This is the third title I have read in Bloomsbury's very impressiontic 'Writer and the City' series. (The other two being John Banville on Prague and Edmund Wilson on Paris). Always short and unillustrated, the books follow the same format in pairing a famous writer with a famous city.
It is fair to say that one learns as much about the writer, as the city he (so far it always has been a he) is writing about.
To capture the reader's attention, the book starts with a cheap literary ploy: 'Florence has always been a popular destination for suicides', a claim which Leavitt manifestly fails to substantiate.
Leavitt's main interest is the large and often querulous Anglo-Florentine colony, whose origins he traces back (incorrectly) to the middle of the 19th century. It was a colony that Leavitt nominally joined when, in 1993, he and his partner came to live in the city.
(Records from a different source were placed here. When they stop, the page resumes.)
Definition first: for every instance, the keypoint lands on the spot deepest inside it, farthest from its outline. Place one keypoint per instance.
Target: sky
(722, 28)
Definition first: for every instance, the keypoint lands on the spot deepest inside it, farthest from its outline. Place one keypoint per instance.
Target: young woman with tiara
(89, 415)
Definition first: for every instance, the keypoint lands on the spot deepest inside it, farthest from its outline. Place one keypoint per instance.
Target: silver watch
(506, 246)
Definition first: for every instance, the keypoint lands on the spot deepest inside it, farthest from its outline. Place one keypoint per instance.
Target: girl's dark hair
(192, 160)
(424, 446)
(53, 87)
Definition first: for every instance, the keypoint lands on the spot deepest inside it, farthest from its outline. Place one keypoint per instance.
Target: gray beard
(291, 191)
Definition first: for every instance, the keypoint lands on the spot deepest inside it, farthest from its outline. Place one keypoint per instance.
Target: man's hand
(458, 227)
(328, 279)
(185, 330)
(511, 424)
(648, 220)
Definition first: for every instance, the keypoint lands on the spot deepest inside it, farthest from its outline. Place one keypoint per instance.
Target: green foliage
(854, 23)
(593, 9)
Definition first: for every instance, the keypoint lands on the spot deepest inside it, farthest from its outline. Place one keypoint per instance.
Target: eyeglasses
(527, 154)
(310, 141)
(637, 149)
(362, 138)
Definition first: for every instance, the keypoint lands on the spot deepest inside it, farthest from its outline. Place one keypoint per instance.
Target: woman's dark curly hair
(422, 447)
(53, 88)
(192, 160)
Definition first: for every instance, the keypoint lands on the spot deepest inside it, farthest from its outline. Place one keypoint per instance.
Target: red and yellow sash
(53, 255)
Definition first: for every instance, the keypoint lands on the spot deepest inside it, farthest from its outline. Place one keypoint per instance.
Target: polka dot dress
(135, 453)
It was not, however, a colony in which they wanted to participate; they were in search of 'the Florence of the Florentines'. If they managed to track down this elusive and vague quarry, they failed to share the discovery with the readers.
He notes that the writers who have chosen Florence as a place to live, have always been mediocre (Ouida, Firbank), while the truly talented (James, Forster) have swiftly moved on.
The book was published in 2002, by which time, we sense, Leavitt, perhaps in the light of this observation, had, too, left the city.